After coming to power in 2001, the Justice and Development Party AKP, has won  12 elections in total, running against several different parties (and candidates) as their opposition. The broken-down state of the Turkish opposition parties has been apparent, as the aggressive and assertive campaigning that AKP engaged in for years have eclipsed the social justice focused passive agendas that their rivals pursued. AKP’s heavy focus on helping the “little people”, following a religiously charged agenda with a vulgar and volatile way of handling foreign relations raised them and their then-leader Erdoğan to cult hero status in Turkey.

However, with the establishment of İYİ Parti, lead by Turkish politician Meral Akşener, many experts believe that the ruling party could face stronger opposition in 2019, initial intended date of the elections to take place. The party was formed by prominent former members of Turkey’s main established parties, and its agenda mainly focuses on the restoration of the parliamentary and judiciary systems together with complementary institutions that forms the government.

After its formation, members of İYİ Parti have engaged in assertive campaigning, by spreading their so called anti-Erdoğan agenda across the nation, attracting voters from different parts of the country and aimed to place themselves in primary position to establish the party into a powerhouse opposition. However, it is important to remember that the party was established on the 25th of October 2017 and needed time to achieve their set goals before the elections in 2019, therefore a change in the date for the election was likely to damage their chances of running a successful election campaign, cutting their preparation time from 24 months to just 8.

Together with the İYİ Parti situation, members of the main opposition party CHP were also displeased with the passive demeanor of their leader Kemal Kılıçdaroğlu. Having lost 12 elections as the main opposition to AKP, there were speculations regarding CHP advocating for a different party candidate, rather than advocating for Kılıçdaroğlu.  Muharrem İnce, a fierce politician who is an MP of CHP for his hometown, Yalova, was regarded as a prominent candidate by the main opposition party members. However, similar to the situation of İYİ Parti, the main opposition needed time and planning to run their long expected successful election campaign, and the decision for an early election now stands in their way.

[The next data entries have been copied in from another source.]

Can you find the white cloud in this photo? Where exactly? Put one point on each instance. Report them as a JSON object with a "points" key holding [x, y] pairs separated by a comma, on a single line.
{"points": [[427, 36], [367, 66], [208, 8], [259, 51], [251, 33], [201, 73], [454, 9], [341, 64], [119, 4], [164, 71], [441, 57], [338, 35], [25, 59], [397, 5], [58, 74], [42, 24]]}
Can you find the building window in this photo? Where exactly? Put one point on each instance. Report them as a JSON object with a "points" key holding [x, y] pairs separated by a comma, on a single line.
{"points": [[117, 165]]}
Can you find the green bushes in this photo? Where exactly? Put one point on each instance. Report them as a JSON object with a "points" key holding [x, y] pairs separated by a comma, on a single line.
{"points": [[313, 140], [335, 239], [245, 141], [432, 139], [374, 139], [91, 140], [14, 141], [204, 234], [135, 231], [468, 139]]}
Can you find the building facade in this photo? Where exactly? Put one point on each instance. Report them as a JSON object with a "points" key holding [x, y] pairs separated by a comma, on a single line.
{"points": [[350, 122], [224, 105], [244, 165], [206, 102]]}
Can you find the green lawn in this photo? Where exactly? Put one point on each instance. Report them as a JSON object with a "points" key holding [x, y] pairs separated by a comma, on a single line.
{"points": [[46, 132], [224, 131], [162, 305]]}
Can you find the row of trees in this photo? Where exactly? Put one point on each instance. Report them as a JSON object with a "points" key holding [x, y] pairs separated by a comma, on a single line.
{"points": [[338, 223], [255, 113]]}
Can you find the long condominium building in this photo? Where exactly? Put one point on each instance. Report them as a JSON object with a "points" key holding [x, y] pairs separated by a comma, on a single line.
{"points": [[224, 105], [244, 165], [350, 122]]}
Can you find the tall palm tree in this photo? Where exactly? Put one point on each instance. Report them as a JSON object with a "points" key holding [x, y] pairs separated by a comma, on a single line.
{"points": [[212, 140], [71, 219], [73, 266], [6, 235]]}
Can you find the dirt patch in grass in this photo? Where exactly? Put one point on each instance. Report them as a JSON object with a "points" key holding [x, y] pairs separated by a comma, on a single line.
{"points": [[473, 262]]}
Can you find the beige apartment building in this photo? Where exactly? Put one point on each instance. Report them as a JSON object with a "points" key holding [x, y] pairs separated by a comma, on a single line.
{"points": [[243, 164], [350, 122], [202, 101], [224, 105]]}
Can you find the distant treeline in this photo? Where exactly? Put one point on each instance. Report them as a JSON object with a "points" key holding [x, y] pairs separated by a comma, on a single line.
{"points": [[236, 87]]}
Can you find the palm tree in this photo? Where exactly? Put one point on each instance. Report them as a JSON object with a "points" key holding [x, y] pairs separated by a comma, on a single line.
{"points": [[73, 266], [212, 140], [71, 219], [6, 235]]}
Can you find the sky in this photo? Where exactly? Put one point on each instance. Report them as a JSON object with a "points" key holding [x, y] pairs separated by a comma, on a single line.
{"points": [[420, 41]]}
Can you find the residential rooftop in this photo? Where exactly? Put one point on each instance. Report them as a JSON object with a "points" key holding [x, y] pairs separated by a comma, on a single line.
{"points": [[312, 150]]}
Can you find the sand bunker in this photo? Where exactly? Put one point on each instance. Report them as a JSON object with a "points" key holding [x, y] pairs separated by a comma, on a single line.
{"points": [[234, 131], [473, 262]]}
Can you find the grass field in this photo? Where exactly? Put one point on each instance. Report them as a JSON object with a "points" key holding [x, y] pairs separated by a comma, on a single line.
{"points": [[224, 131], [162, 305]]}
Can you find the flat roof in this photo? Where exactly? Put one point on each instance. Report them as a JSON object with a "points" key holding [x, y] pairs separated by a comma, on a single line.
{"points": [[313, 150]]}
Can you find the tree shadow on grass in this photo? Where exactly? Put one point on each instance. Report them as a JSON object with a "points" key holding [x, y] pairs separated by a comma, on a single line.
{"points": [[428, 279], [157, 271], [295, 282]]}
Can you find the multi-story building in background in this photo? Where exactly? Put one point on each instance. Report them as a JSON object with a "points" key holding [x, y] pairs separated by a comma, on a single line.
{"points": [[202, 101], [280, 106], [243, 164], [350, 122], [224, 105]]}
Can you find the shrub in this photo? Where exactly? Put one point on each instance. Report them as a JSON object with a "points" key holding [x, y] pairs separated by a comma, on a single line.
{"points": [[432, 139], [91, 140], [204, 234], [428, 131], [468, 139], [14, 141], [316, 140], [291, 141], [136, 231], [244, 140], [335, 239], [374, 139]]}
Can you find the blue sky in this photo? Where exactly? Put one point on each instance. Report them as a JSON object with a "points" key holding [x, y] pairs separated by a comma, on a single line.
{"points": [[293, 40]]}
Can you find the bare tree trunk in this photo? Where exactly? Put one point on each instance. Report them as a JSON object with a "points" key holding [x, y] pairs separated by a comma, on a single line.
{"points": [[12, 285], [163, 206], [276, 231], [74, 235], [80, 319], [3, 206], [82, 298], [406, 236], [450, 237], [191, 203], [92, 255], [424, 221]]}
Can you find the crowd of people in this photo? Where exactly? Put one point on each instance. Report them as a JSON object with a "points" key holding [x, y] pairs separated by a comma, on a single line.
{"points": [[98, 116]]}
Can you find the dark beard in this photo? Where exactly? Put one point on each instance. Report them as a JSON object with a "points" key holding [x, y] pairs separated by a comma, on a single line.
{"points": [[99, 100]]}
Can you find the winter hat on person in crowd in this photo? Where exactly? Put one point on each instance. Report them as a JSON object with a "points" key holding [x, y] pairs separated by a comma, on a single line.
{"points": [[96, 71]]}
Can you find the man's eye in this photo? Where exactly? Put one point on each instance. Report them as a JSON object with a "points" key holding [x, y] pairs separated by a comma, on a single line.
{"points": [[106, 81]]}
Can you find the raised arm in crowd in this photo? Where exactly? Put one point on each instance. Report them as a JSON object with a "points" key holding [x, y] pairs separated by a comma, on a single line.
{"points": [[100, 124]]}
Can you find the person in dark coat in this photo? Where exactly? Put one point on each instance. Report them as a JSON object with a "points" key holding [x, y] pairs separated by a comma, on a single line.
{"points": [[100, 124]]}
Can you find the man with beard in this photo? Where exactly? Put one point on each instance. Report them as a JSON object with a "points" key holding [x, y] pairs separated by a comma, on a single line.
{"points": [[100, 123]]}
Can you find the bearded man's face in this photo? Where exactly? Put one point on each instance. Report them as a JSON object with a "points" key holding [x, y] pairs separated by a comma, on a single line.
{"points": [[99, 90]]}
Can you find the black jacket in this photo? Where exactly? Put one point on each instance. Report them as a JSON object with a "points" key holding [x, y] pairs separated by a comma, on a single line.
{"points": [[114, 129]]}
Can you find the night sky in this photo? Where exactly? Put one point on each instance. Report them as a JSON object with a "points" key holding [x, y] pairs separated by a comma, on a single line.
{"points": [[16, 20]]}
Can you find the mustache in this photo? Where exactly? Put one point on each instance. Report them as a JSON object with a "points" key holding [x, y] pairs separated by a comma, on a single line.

The above-mentioned issues for the opposition left many experts and citizens displeased. President Erdoğan and AKP are currently being accused of using their influence and political power to assist themselves to reinforce Erdoğan into becoming the first ever “president” of Turkey. Together with this, Erdoğan and AKP’s influence on the problems that are being faced by the Turkish economy have been heavily discussed, and Erdoğan’s vulgar behavior towards the European Union, decision to attack Syria to intervene with domestic terror threats, and aggressive attitude regarding holding more power and influence were pointed out as the main arguments behind them. Regardless, the upcoming elections in Turkey will heavily influence the growth trajectory of the country, and will have an enormous impact on the political identity of the country as a whole.